Talk | On Thinking and Being Caribbean: A Roundtable Discussion
@ Museum of Contemporary Art Chicago
220 E Chicago Ave, Chicago IL 60611
Opening Saturday, November 19th, from 2PM - 3:30PM
About the Event
What is the Caribbean? What does Caribbeanness mean to artists of the Caribbean diaspora?
On opening day of the MCA exhibition Forecast Form: Art in the Caribbean Diaspora 1990s-Today, join Marilyn and Larry Fields Curator Carla Acevedo-Yates and artists Christopher Cozier, Teresita Fernández, and María Magdalena Campos-Pons for a roundtable discussion. Building upon an in-depth conversation included in the catalog accompanying this exhibition, the curator and artists explore ideas behind the exhibition, how they see themselves as artists, and how they work within certain parameters, frameworks, and structures of the art world.
MCA Talks highlight cutting-edge thinking and contemporary art practices across disciplines. This presentation is organized by Daniel Atkinson, Manager of Learning, Adult Interpretive Programs, and the MCA’s Visual Art and Learning teams.
About the Speakers
María Magdalena Campos-Pons is an artist who works across an array of media, including photography, painting, sculpture, video, and performance. Addressing issues of history, memory, gender, and religion, her work investigates how each of these themes influences identity formation. Recalling dark narratives of the transatlantic slave trade, her practice honors the labor of Black bodies on sugar plantations, renews Catholic and Santerían religious practices, and celebrates revolutionary uprisings in the Americas. Campos-Pons has had solo exhibitions at the Museum of Modern Art in New York, the Indianapolis Museum of Art, and the National Gallery of Canada, among other institutions. She has presented more than 30 performances commissioned by institutions like the Guggenheim and the Smithsonian’s National Portrait Gallery (both in collaboration with sound artist Neil Leonard). She also participated in the 49th Venice Biennial (in collaboration with Leonard), the 55th Venice Biennial, and Documenta 14. Her works are held in more than 50 museums around the world. Campos-Pons is currently the Cornelius Vanderbilt Endowed Chair of Fine Arts at Vanderbilt University and lives and works in Nashville, Tennessee.

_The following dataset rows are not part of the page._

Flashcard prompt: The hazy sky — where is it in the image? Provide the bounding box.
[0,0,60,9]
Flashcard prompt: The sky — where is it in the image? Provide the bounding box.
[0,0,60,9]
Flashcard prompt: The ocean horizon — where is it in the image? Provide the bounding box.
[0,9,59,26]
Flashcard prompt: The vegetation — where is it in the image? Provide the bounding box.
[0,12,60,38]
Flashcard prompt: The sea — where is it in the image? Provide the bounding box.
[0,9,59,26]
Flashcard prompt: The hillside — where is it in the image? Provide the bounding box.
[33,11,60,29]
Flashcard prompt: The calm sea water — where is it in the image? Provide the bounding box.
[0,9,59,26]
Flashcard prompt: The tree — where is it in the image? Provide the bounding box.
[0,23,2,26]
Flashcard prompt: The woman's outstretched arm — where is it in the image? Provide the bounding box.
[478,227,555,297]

Christopher Cozier is an artist living and working in Trinidad. Through notebook drawings and installations derived from staged actions, he investigates how historical and contemporary Caribbean experiences inform understandings of the wider world. Cozier is also the codirector of Alice Yard, a contemporary art space and collective based in Port of Spain. He was awarded a Pollock-Krasner Foundation Grant in 2004 and is a Prince Claus Award laureate (2013). Exhibitions include Experiences of Oil, Stavanger Art Museum, Norway (2021–22); Fragments of Epic Memory, Art Gallery of Ontario (2021–22); Más Allá, el Mar Canta, Times Art Center, Berlin (2021); The Sea is History, Historisk, Oslo (2019); Relational Undercurrents: Contemporary Art of the Caribbean Archipelago, Museum of Latin American Art, Los Angeles (2017); Entanglements, MSU Broad Art Museum, East Lansing, MI (2015); Afro Modern: Journeys through the Black Atlantic, TATE Liverpool (2010); and Infinite Island, Brooklyn Museum (2007). Cozier also exhibited in the 11th Liverpool Biennial (2021); the Industrial Art Biennial, Croatia (2020); the 14th Sharjah Biennial (2019); and the 5th and 7th Havana Biennials.

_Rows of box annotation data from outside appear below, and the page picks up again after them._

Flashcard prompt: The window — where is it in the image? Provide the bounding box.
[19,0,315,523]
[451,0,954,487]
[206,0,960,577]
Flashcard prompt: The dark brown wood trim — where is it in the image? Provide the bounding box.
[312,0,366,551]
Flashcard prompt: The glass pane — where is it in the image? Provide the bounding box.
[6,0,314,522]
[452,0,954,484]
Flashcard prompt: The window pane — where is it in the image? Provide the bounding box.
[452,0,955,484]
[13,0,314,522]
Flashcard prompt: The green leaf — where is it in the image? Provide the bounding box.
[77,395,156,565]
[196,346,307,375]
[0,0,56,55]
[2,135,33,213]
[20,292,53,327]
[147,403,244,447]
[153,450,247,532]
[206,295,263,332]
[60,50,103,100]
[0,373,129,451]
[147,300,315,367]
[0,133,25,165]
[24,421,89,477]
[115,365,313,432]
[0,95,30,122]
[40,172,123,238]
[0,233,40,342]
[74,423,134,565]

Teresita Fernández’s immersive, monumental works are inspired by a rethinking of landscape and place, as well as by diverse historical and cultural references. Often drawing inspiration from the natural world, Fernández’s practice unravels the intimacies between matter, places, and human beings while exposing the history of colonization and the inherent violence embedded in how we imagine and define locations. Her work questions power, visibility, and erasure in ways that prompt reflective engagement. Fernández is a 2005 MacArthur Foundation Fellow and the recipient of numerous awards including a Creative Capital Award, a Guggenheim Fellowship, an NEA Artist’s Grant, and a Louis Comfort Tiffany Biennial Award. Appointed by President Obama, she is the first Latina to serve on the US Commission of Fine Arts, a hundred-year-old federal panel that advises the president and Congress on national matters of design and aesthetics. Fernández’s works have been exhibited both nationally and internationally at the Museum of Modern Art, New York; the San Francisco Museum of Modern Art; The Museum of Fine Arts, Boston; The Smithsonian Museum of American Art; MASS MoCA; and Castello di Rivoli, Turin, Italy, among others. She lives and works in Brooklyn, New York.